Government-owned hospitals are a bad idea in my view, because there's no incentive to provide good customer (patient) service, innovate, or move elective procedures to specialized surgical centres outside of a hospital centre. Nor any incentives to provide convenient non-hospital urgent care clinics like you see all over America.
The best hospital systems in the world, like Mayo Clinic and Cleveland Clinic, are generally non-profits operating in a mixed system where they take private insurance, out-of-pocket payments, and medicare/medicaid. They have to remain competitive otherwise they won't attract customers from out-of-state or out-of-country. If you basically force patients on the public system to only use certain government-run hospitals, you're dooming them to an inferior experience than what you could get by perhaps enhancing access to public pay for some services.
> Government-owned hospitals are a bad idea in my view, because there's no incentive to provide good customer (patient) service, innovate, or move elective procedures to specialized surgical centres outside of a hospital centre.
1) The incentive to innovate in the overall medical field is fulfilled by the existence of private hospitals, which according to my OC wouldn't be banned or cease to exist. They would coexist alongside the public ones.
2) Behind your statement lies the necessary asumption that the medical staff would not provide a good service to their patients because the government would pay them less than private hospitals.

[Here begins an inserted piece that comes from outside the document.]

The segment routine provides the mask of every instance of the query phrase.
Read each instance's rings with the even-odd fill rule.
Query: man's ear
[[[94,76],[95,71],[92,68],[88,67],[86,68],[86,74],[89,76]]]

While it is a spectrum, most decent doctors won't treat their patients worse because they are getting paid less, something that is not the patient's fault nor responsibility.
Besides, one does not choose to get ill or suddenly feel in need of medical care.
Your use of the word "customer" to refer to a medical patient sickens me.
Ask the leadership team at the Cleveland Clinic if they see patients as customers, and they'd say yes, absolutely.
This is one of the top hospital systems in the world, and they serve patients from all socioeconomic backgrounds. You may want to think about what information they have that you don't when it comes to delivering world-class healthcare.
The best hospital systems in the world, like Mayo Clinic and Cleveland Clinic, are generally non-profits operating in a mixed system where they take private insurance, out-of-pocket payments, and medicare/medicaid. They have to remain competitive otherwise they won't attract customers from out-of-state or out-of-country. If you basically force patients on the public system to only use certain government-run hospitals, you're dooming them to an inferior experience than what you could get by perhaps enhancing access to public pay for some services.